A typical problem that can only be solved after initially running the partitions are to discover how and when dummy class methods are being hit (see previous section for more details). In my case, this led me to designate TradeDirect and FinancialUtils as external facing service classes. After re-generating code with Cardinal and copying over the new code to the partitions, this problem was fixed.

Another problem I hit during initial debugging of running partitions were how some of the .jsp code in the web partition was failing since they were directly referencing public fields in a monolith class that was being proxied. So similar to what was done previously in regular monolith Java classes, the solution was to change the direct field references to using getters/setters for that field. As a regular practice, it is best if in the monolith all Java code (in .java and .jsp files) that refer directly to public fields in other classes are changed to use getter and setter methods before attempting to refactor the monolith with Mono2Micro.

In order to run the partitions as microservices in our extracted example, issue the following commands (refer to the README in Mono2Micro-example.zip for more details):

cd /m2m/daytrader/microservices

./run_db2_container.sh (Wait a few minutes for DB2 setup to finish and service to start. If setup fails, the script will time out after 10 minutes.)

docker-compose up -d

docker-compose logs -f (Monitor the logs from all the containers and wait until Liberty has started the DayTrader application in each.)

By default, the generated code uses minimal logging and tracing to optimize performance and only shows errors. To modify the level of logging and tracing in the Mono2Mirco-generated code and see more information about what's happening in the code flow within and between microservices, change the DEFAULT_LOG_LEVEL variable value to Level.FINE in the each partition's com.ibm.cardinal.util.CardinalLogger Java source file located in the cardinal-utils module. This is highly recommended as you initially run the microservices and start to debug problems that may appear at microservice and application server startup or once the application is running.
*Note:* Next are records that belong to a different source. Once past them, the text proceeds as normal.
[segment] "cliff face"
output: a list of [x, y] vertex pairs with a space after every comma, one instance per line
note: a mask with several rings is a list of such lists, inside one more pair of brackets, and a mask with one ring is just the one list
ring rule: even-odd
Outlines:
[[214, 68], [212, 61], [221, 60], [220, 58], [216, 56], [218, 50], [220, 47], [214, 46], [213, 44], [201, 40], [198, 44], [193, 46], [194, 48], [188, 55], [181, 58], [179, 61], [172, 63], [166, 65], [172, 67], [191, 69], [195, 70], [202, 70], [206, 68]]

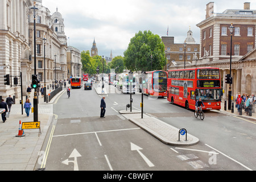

This detailed tracing also shows the various communications going on between partitions which can be interesting to observe to see the flow of execution between monolith code and Mono2Micro generated code.

Finally, open the application by navigating to http://localhost:9080/daytrader/ in your browser, and you can now use the refactored DayTrader application running as microservices!

Conclusion

This tutorial has attempted to show a full end-to-end flow, starting with a Java EE monolithic application, using the AI-driven Mono2Micro tools to analyze it and recommend different ways it can be partitioned for potential microservices. Using the Mono2Micro UI to further interact with and customize the partitioning, its unique code generation tool is then used to generate a bulk of the foundation microservices code, while allowing the monolithic Java classes to stay completely as-is without any rewriting. With further manual refactoring of the non-Java aspects of the monolithic application, a set of microservices are deployed in containers that provide the exact same functionality as the monolithic application.